One of the great saints of the Presbyterian church, Howard Rice, Professor of Theology, a former Moderator of the Presbyterian General Assembly, said the same thing a little more elegantly: “The heart of the experience of God is an inner knowing that I am loved, loved beyond my comprehension, beyond my earning or deserving.” And then the professor elaborates:
God is love. The experience of God’s love is one that meets our basic need for love so that we can be free to love others. Spiritual experience is the liberation of the self from preoccupation with itself. It is the beginning of freedom to care about others with abandon.
That’s what happened to Jesus one day, standing in the water of the Jordan River. He knew who he was: child of God, the Beloved, and whose he was forever. And it freed him to love with abandon, to live out his life loving his friends, his people, all he touched.
That’s why they followed him, I believe. Nondescript poor people, peasants, fishermen, tax collectors, sinners—people about whom no one ever said a good word. He gave them a new name, a new dignity: child of God, you belong to me forever.
Gripped by the power of God’s love, he and they lived and died without fear.
Do not fear . . .;
I have called you by name, you are mine.”
Faith is being grasped by the power of love.
It is knowing who you are and whose you are.
It is to be free to love with abandon.
And, it is to be afraid of nothing: not fire, not water, nothing—not even death itself.
At the very darkest and lowest points of his life, and there were many of them, Martin Luther used to write on his slate two Latin words: Baptizatus Sum. I am baptized. I know who I am and whose I am.

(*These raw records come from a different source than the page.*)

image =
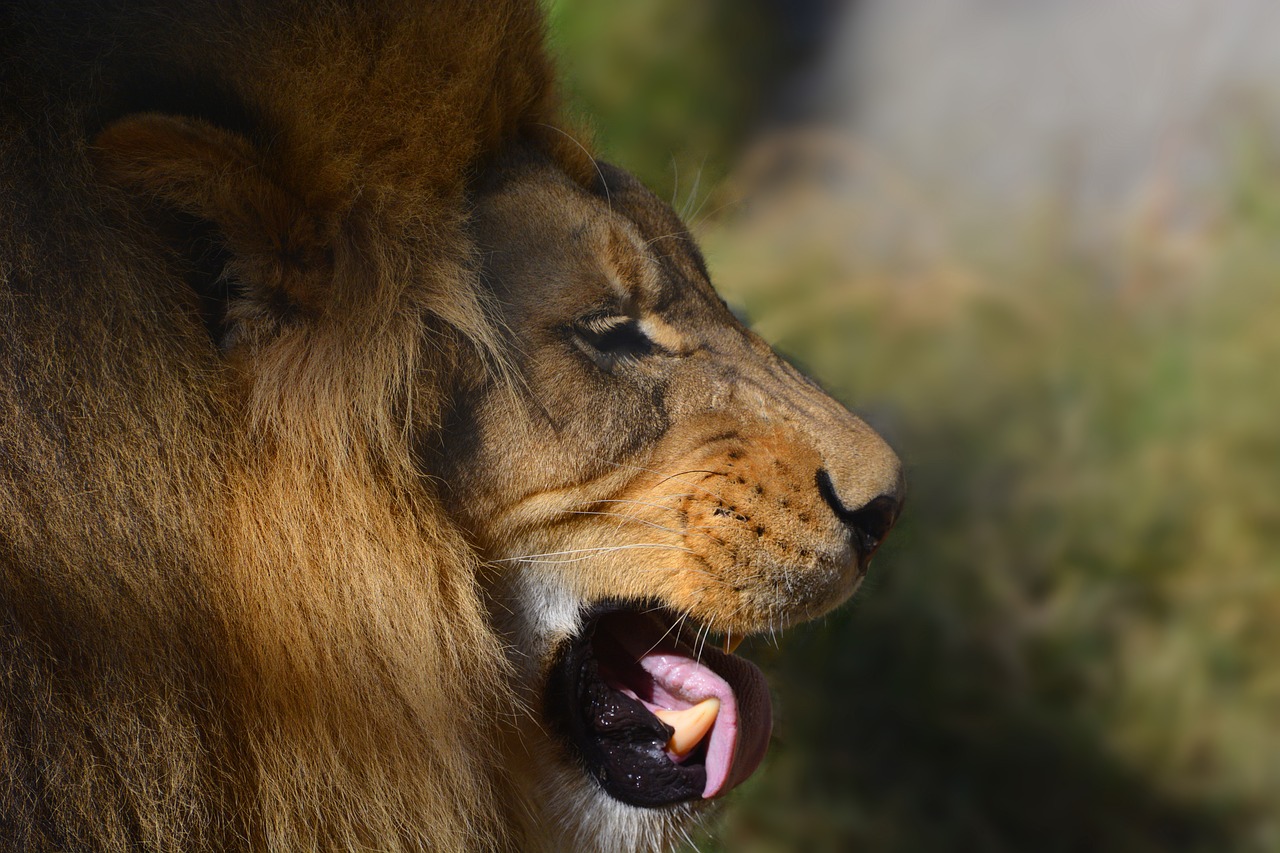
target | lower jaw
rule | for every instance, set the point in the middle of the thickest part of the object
(609, 728)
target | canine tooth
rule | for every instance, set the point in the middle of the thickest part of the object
(691, 725)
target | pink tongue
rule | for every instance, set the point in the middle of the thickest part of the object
(741, 730)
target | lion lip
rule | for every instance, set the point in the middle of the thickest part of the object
(625, 666)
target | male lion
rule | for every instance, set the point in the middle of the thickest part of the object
(376, 469)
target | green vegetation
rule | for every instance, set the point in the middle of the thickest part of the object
(1068, 642)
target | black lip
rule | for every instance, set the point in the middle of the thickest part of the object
(618, 742)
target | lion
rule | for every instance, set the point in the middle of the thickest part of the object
(378, 469)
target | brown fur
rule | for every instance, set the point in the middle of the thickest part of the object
(288, 395)
(214, 569)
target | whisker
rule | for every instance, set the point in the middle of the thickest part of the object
(671, 477)
(533, 557)
(696, 528)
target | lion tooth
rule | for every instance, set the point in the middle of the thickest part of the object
(691, 725)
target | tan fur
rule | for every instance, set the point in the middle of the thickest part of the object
(288, 395)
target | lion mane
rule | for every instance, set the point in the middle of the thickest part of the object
(234, 276)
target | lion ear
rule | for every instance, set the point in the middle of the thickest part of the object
(252, 251)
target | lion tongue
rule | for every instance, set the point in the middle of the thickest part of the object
(689, 726)
(739, 729)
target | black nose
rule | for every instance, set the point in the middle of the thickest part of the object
(869, 523)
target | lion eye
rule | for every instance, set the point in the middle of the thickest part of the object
(612, 338)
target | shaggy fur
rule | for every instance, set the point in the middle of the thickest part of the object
(337, 387)
(214, 541)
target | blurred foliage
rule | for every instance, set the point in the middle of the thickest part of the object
(1068, 642)
(668, 86)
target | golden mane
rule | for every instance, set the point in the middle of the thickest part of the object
(233, 610)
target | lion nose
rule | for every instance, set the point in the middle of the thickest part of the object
(871, 521)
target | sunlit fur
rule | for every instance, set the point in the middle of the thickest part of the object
(305, 469)
(233, 614)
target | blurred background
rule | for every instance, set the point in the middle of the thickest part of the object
(1037, 245)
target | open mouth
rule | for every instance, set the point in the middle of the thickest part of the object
(653, 719)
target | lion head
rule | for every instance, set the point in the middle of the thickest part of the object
(376, 468)
(650, 483)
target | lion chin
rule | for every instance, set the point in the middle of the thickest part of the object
(378, 470)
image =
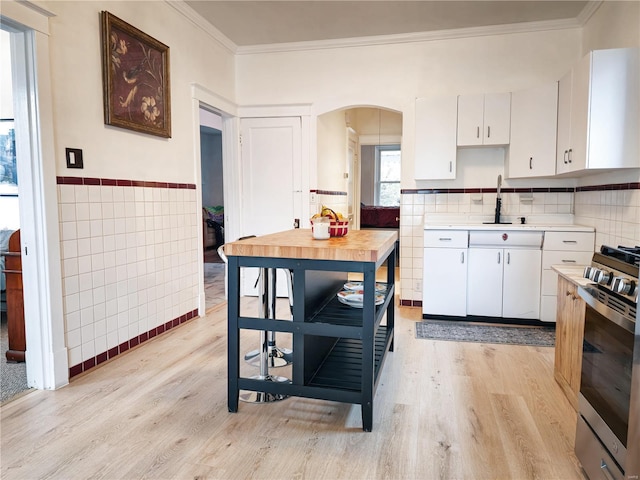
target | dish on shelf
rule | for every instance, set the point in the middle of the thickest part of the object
(355, 298)
(359, 286)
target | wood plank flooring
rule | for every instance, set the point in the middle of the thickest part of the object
(443, 410)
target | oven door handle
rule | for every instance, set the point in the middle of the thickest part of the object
(607, 312)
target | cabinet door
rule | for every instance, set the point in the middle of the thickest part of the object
(532, 147)
(613, 122)
(470, 120)
(484, 290)
(497, 116)
(564, 123)
(444, 289)
(579, 114)
(521, 292)
(435, 157)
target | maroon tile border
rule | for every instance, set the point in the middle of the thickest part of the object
(328, 192)
(122, 183)
(417, 191)
(589, 188)
(611, 186)
(123, 347)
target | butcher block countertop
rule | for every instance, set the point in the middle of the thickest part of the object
(357, 245)
(573, 274)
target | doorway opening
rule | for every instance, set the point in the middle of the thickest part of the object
(13, 375)
(371, 176)
(212, 183)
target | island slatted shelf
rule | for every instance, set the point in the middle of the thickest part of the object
(338, 351)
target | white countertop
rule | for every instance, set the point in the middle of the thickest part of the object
(547, 223)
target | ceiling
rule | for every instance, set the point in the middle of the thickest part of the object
(253, 23)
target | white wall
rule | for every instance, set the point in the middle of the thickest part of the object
(392, 76)
(130, 257)
(112, 152)
(615, 24)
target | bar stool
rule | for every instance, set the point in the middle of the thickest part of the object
(277, 356)
(267, 288)
(266, 356)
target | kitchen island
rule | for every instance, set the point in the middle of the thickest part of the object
(338, 350)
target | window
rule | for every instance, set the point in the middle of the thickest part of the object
(388, 175)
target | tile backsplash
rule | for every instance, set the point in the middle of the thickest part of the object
(613, 210)
(129, 263)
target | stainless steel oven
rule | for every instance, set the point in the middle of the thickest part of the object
(609, 400)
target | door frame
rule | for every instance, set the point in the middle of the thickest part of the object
(205, 98)
(46, 357)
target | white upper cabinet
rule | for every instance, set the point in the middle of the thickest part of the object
(534, 115)
(484, 119)
(435, 153)
(598, 112)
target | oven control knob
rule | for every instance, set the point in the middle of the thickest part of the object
(588, 272)
(624, 286)
(602, 277)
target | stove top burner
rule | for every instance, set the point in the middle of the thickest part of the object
(628, 255)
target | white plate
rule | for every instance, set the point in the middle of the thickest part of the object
(380, 287)
(356, 299)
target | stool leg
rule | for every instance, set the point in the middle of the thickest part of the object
(267, 310)
(278, 356)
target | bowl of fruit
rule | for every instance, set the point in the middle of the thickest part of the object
(338, 224)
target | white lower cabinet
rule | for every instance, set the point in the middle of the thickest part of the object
(504, 282)
(444, 286)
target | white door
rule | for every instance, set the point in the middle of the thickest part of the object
(484, 290)
(271, 182)
(444, 289)
(521, 293)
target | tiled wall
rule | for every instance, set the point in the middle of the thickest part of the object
(614, 211)
(129, 263)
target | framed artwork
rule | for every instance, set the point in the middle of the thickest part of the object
(135, 71)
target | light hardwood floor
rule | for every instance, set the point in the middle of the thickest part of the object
(443, 410)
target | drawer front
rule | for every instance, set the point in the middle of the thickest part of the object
(569, 241)
(446, 238)
(566, 258)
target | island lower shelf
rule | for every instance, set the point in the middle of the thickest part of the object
(342, 368)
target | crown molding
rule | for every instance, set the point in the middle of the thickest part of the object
(181, 7)
(199, 21)
(411, 37)
(588, 10)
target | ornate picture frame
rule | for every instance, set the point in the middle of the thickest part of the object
(135, 78)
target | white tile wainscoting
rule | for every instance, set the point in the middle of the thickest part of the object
(612, 209)
(129, 263)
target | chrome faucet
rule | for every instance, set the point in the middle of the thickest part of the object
(498, 201)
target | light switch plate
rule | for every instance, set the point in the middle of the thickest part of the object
(74, 158)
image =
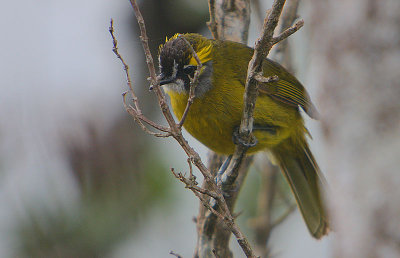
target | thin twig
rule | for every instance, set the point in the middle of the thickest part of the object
(176, 132)
(135, 112)
(192, 185)
(262, 47)
(126, 67)
(212, 24)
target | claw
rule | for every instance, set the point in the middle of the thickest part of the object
(238, 140)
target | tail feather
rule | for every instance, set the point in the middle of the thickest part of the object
(305, 180)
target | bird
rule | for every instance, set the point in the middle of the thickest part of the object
(215, 113)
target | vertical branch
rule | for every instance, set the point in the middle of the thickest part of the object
(263, 224)
(230, 19)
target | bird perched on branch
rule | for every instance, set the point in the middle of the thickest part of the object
(215, 114)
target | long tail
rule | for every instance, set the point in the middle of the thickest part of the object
(305, 179)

It was done for many of us before we were even aware of it: carried to the front of the church, held in parents’ arms, water spilled over our heads.
Bob, Betty, Bill, Mary, Yvette, Gary, you are a child of God and you belong to Jesus Christ forever.
And even if you are not baptized, it is for you—it is for everyone—to have, to know, to treasure, and to live. To love with abandon and to fear nothing, ever again.
Do not fear . . .;
I have called you by name, you are mine.
To the Lord who speaks to us, strengthens us, and blesses us with peace, be all glory and honor forever. Amen.
 Peter Storey, “Somebody’s Calling My Name,” Christian Century, December 20-27, 2000, 1332.
 William Sloan Coffin, Credo (Louisville: Westminster John Knox Press, 2004), 7.
 Susan Olasky, “Like a Puppy in a Christmas Stocking,” WORLD Magazine, September 20, 2003.
 Howard Rice, Reformed Spirituality (Louisville: Westminster John Knox Press, 1991), 164-166.